データの分析、グラフ作成、および通信のためのツールを備えた Microsoft 表計算ソフトウェアのファミリ。
以下、少し厳しい書き方になりますが、お許しください。
まず、気になった問題点と対策を列挙してみます。
- 月の判定部分で A5 を指定しているのが意味不明です。
A3 ならまだ分かるのですが、A5 でうまく機能するようには思えないのですが・・・。
「適用先」の指定を間違えてはいませんか?。
もしかして、最初に提示されている表ではなく、1行目はそのままで 2行目以降を 2行分ほど下にずらした新たな表をお使いなのでしょうか?。それならば A5 でも良いかと思うのですが・・・。
取り敢えず、A5 で正しいとして(新たな表を対象としているとして)、話を先に進めます。
2. 新たに提示されている数式中で相対参照を使っている箇所は、複合参照にしなければなりません。

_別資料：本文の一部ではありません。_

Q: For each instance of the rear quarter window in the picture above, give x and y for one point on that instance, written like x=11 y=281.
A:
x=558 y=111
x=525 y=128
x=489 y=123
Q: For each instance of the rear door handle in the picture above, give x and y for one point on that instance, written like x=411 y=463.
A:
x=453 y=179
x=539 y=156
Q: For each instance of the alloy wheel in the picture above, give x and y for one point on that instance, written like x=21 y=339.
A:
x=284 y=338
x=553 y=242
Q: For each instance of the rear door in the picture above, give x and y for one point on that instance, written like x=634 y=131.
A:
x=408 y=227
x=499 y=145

数式がうまく機能しなかった最大の原因は、ここにあるかと思います。
・相対参照は、セル参照箇所で $ を一切付けずに参照指定する方法です。
例えば、A1、B3、C5 などのように指定します。
「条件付き書式」に書き込む数式のどこかに A1 と指定した場合、「適用先」のセル参照位置が 2行下かつ 3列右に移動すると、A1 は D3 に変化(移動)することになります。

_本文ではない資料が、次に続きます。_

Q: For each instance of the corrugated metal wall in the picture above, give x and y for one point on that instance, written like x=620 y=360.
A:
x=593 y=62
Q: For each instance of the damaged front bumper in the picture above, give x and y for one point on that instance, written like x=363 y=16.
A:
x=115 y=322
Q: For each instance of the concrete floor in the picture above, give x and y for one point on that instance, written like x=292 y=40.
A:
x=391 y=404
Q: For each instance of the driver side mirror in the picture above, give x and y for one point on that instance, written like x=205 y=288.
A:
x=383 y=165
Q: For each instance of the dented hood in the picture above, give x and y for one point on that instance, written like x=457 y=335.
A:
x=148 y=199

・複合参照は、セル参照箇所で列指定部分または行指定部分にのみ $ を付けて、列位置または行位置を固定して参照する方法です。
例えば、$A1、$B3、$C5 などのように指定すると列位置のみ固定して参照され、A$1、B$3、C$5 などのように指定すると行位置のみ固定して参照されます。
「条件付き書式」に書き込む数式のどこかに $A1 と指定した場合、「適用先」のセル参照位置が 2行下かつ 3列右に移動したとしても、$A1 は $A3 に変化(移動)するだけです。

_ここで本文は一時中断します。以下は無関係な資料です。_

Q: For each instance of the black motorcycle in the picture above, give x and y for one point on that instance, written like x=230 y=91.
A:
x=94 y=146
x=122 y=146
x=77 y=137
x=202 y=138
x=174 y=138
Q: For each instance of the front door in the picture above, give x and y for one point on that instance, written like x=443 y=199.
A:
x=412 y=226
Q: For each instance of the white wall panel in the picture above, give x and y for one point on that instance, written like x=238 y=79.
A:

また、「条件付き書式」に書き込む数式のどこかに A$1 と指定した場合、「適用先」のセル参照位置が 2行下かつ 3列右に移動したとしても、A$1 は D$1 に変化(移動)するだけです。
もうお分かりかと思いますが、提示されている数式を以下の数式1のように書き直すことで、取り敢えず、「書式」が設定できるようになるはずです。
・数式1
=AND($B1=$R$1,A$5=$S$1)
※ただし、A$5 の箇所は、最初の表を対象とした場合には A$3 としなければ正常に機能しません。
※この場合の「適用先」は、お書きになられているようにシート全体を指定しています。
これ以外に気になる点ですが、「適用先」にシート全体を指定し、上記の数式1を組み合わせた場合、どうしても無駄な計算処理が多くなるかと思います。
そこで、表中の「月」の並びが 4月から 3月の 12ヵ月分だとして、「期」のほうは多めに指定するとして例えば 1000行分で良いのでしたら、「適用先」を『 $C$6:$N$1005 』と指定し、数式も以下の数式2のように書き直せば、かなり無駄が省けるかと思います。
・数式2
=AND($B6=$R$1,C$5=$S$1)
※ただし、最初の表を対象とした場合には、「適用先」を『 $C$4:$N$1003 』とし、数式も『 =AND($B4=$R$1,C$3=$S$1) 』としなければ正常に機能しません。
最後に、もう一つ気になることがあります。
「条件付き書式」では、場合によってですが、数式中の AND 関数や OR 関数が正常に機能しない場合があるようです。(特に OR 関数にはご注意ください。)
数式2を例にとると、
=AND($B6=$R$1,C$5=$S$1)
といった書き方ではなく、
=($B6=$R$1)*(C$5=$S$1)
という書き方のほうが無難です。
今回の場合は大丈夫なようですが。
以上です。
ご参考になれば幸いです。
<文章の修正>2021/10/6 追記
上記の文章中で「列」と書かなければならない箇所を「桁」と書いてしまっていました。
該当箇所を修正いたしました。大変失礼いたしました。